I remember like it was last week: the racecar driver, exhausted from a grueling 500-miler, fielded questions about his ballsy winning pass to the outside, covered in smoot as if his car was a coal mine. Who knew racing at Darlington could be so dirty?


"On that last turn, did you know you could make the car stick like that?" the TV broadcaster asked the driver, having just emerged into a throng of cheers in Victory Lane.


"I knew it all along," he said, one arm draped around his crew chief. "Harry put on special tires."


"What's special about them?" the broadcaster asks, turning to the crew chief.


Harry shrugged. "Nothing in particular." The driver was dismayed. He'd been lied to.


"Sounds like Harry has a little bit of explaining to do," quipped the broadcaster, Dr. Jerry Punch, playing himself in the critically acclaimed movie Days of Thunder, which premiered in theaters 30 years ago but still airs often. At least in my house it does. It did last week.

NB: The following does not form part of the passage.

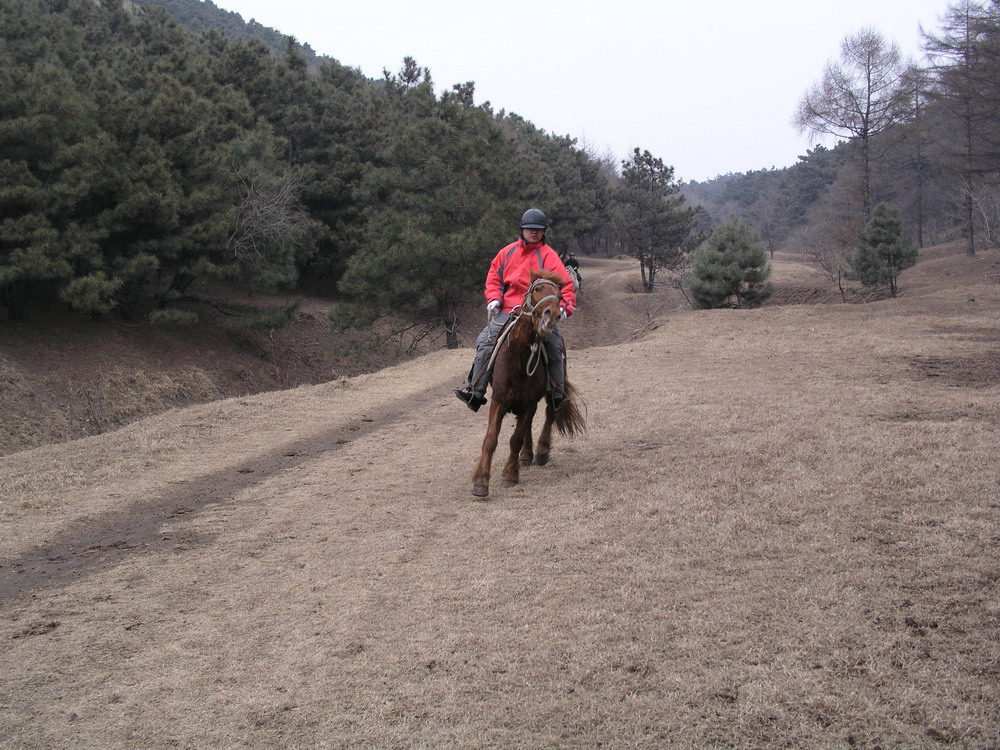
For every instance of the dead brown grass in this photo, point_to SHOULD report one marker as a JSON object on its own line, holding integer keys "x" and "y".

Fast-forward to today when Dr. Punch was in our studio as this week's guest on The Dale Jr. Download. Dale Jr. asked a relatively vague question about Punch's role in Days of Thunder with nary a clue it was more than a cameo. How much more? What if I told you that producers were considering actresses like Kim Basinger to play the role of Dr. Claire Lewicki, but it was Dr. Punch's recommendation that a neurosurgeon wouldn't normally look like Basinger. Punch was, after all, a trauma physician first and a racing TV broadcaster second. Who on the planet was better suited to be a source for authenticity than Punch?


"You need someone who is a bit more pasty -- someone who looks as if they are indoors all the time," Punch told writer Robert Towne. The next day they had a new idea -- an actress named Nicole Kidman. When Punch approved, the producers set course on a new direction.

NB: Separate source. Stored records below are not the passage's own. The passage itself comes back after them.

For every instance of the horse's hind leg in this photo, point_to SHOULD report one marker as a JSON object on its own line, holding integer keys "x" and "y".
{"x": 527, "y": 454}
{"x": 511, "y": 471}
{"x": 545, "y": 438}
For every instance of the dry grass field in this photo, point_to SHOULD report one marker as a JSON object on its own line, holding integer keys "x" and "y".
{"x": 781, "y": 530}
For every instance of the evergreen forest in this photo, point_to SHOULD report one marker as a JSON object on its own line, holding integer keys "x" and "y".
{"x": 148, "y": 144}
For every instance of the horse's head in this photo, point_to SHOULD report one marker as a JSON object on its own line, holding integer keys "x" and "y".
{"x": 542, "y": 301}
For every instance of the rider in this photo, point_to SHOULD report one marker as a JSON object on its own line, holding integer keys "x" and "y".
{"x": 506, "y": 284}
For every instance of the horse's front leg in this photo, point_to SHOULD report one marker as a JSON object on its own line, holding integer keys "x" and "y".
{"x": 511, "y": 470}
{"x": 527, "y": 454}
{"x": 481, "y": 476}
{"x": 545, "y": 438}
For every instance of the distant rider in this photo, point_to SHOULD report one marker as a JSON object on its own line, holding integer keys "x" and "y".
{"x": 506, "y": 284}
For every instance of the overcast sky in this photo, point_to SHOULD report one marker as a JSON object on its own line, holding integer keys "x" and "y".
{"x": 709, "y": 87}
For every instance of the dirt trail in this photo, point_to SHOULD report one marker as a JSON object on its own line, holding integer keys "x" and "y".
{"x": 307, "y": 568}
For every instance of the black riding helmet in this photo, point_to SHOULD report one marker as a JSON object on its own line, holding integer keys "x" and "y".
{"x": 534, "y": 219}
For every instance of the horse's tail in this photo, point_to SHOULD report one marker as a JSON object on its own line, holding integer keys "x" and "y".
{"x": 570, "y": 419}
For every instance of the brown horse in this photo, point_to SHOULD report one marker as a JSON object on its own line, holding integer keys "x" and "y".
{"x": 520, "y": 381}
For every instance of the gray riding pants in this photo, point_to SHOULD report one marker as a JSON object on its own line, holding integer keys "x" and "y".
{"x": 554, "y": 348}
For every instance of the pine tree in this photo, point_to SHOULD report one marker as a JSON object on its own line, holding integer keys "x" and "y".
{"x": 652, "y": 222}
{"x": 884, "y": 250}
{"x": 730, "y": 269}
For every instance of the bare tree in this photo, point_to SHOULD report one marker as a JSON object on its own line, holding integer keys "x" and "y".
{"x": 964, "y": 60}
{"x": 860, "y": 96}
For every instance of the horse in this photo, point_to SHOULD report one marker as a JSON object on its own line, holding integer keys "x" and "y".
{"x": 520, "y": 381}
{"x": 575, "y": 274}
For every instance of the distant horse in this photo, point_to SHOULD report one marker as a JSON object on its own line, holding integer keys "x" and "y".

Punch's Days of Thunder insights are fascinating to anyone like me who grew up on that movie, because if you grew up on that movie, you grew up on 1990s NASCAR. And if you grew up on 1990s NASCAR, then you grew up with Punch in your living room every Sunday afternoon. Being a member of the broadcast team, he was as central to NASCAR as the drivers themselves. Into that mix you can add Ned Jarrett, Ken Squier, Eli Gold, Bob Jenkins, Benny Parsons, Buddy Baker, Barney Hall and Dick Berggren, to name a few. Dr. Jerry Punch helped shape our NASCAR experience for 30 years, whether we realized it or not.

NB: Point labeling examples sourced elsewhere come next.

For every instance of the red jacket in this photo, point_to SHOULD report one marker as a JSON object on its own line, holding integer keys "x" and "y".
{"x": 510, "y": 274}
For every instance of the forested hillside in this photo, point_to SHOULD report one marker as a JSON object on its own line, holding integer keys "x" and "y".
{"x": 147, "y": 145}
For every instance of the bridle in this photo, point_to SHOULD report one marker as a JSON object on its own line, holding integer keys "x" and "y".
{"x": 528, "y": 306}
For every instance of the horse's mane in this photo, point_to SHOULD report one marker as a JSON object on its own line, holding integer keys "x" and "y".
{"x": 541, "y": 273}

What I couldn't have realized as an outsider was how he shaped people on the inside, too. Did I say shape? In some cases... saved. He kept Rusty Wallace alive in 1988 when the driver stopped breathing. He saved ARCA driver Don Marmor when he flipped at Atlanta, Punch's mic hot the entire time. And he treated Richard Petty's crew members when a fire broke out in the pits during the Motorcraft Quality Parts 500.


How Dr. Punch was able to be an exceptional TV broadcaster and a life-saving trauma doctor at the same time is extraordinary. He was -- no, is -- our real-life Moonlight Graham, the character in the 1989 film Field of Dreams who, despite being in a game he loved, could emerge as a doctor to save a life when the situation required it.


Only Dr. Jerry Punch is no movie character. Except the times when he is.